Posted on October 8, 2010 by Dissent

More fallout from a breach I’ve been covering on this blog involving bureaucrats accessing a veteran’s psychiatric records. Laura Payton reports:

Bureaucrats could lose their jobs for circulating a veteran’s confidential medical files, the veterans affairs minister said Thursday.

Jean-Pierre Blackburn says he’s still deciding what to do with officials who accessed the personal files — including psychiatric and pension information — of a veteran who’s spoken out frequently against the department.

“For sure there will be sanctions,” he said.

“They may be fired … we will have more sanctions, they will be more severe.”

After several requests under the federal Access to Information Act, veteran Sean Bruyea discovered that more than 600 different Veterans Affairs Canada officials accessed his file a total of 4,131 times over 10 years.

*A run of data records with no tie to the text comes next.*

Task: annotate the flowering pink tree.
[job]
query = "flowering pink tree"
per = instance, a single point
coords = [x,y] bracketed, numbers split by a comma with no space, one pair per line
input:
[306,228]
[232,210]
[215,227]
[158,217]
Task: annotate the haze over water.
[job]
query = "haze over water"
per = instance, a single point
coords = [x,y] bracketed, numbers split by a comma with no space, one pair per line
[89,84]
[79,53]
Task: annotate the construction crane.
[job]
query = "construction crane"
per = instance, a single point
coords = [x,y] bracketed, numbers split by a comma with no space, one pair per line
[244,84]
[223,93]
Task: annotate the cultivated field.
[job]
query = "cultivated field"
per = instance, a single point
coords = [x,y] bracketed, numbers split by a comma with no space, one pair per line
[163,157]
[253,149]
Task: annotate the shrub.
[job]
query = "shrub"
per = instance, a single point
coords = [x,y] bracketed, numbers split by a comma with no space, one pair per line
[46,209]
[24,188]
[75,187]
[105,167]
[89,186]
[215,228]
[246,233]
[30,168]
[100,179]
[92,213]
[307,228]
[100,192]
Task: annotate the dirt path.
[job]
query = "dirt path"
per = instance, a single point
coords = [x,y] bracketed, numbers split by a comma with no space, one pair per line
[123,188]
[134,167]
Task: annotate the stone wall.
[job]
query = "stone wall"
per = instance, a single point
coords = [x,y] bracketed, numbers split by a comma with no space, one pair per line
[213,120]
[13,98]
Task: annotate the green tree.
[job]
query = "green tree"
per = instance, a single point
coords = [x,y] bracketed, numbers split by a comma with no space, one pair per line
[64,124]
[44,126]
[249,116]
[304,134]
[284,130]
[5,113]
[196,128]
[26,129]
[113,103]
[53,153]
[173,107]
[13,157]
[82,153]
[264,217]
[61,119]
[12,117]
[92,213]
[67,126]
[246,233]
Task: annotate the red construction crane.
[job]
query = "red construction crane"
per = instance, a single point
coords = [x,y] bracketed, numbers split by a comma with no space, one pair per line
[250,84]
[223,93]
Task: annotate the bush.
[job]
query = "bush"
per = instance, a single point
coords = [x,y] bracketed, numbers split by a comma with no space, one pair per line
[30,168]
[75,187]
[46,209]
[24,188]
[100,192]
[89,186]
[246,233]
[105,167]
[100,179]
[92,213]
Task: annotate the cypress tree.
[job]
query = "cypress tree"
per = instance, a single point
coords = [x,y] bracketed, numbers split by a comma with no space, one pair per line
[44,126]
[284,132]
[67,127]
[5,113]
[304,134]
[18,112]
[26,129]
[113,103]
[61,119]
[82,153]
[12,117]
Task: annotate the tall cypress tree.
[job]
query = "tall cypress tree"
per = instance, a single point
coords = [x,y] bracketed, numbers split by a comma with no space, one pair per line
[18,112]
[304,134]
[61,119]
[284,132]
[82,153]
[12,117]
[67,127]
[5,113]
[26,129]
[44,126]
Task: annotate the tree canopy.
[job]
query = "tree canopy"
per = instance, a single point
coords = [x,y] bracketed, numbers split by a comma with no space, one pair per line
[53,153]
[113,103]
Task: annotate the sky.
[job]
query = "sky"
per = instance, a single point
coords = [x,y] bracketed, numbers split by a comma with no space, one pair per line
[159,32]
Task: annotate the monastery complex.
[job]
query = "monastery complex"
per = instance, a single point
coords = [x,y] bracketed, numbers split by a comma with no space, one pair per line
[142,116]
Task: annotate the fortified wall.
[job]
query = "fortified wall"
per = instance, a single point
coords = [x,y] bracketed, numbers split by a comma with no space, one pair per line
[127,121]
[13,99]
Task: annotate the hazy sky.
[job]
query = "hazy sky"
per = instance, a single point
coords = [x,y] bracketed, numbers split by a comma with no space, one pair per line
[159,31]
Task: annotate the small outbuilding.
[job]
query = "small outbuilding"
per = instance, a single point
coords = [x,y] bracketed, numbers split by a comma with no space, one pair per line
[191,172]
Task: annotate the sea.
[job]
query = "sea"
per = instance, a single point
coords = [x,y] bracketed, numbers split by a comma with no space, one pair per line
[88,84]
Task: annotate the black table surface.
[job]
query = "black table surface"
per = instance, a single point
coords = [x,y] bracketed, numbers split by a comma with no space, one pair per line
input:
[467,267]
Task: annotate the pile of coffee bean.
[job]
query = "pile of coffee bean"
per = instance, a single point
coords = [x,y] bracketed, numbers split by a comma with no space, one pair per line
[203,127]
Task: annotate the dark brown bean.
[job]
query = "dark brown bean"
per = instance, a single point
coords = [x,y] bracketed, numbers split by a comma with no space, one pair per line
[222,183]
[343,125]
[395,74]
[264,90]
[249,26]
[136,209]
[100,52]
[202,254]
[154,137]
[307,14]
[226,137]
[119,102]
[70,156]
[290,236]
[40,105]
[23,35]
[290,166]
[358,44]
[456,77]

Read more in the Peterborough Examiner.

While there is political fallout from this breach, we should not lose sight of some of the bigger privacy and security issues about access to sensitive files and data protection. This is precisely the kind of case your mother warned you about: someone trying to gain your most sensitive information to use it against you. What protected Sean Bruyea? What should have protected him? The Privacy Commissioner released her report on the investigation yesteray. It reads like a callous and willful disregard of privacy rights — and a pattern of ignoring fundamental privacy rights and human decency for political purpose.

Should the axe fall on a few bureaucrats’ necks? There may be some who believe in education, not punishment. But how do we restore the wounded warrior to his pre-breach state? The fact of the matter is that we can’t. The privacy harm can neither be easily mitigated nor ever fully mitigated.

If you’re going to affect the rest of someone else’s life by invading their privacy, shouldn’t there be some long-term consequences for you, too? Sometimes, the teachable moment needs to involve serious consequences. In my opinion, given the repeated and pervasive nature of this breach, this is one of those cases.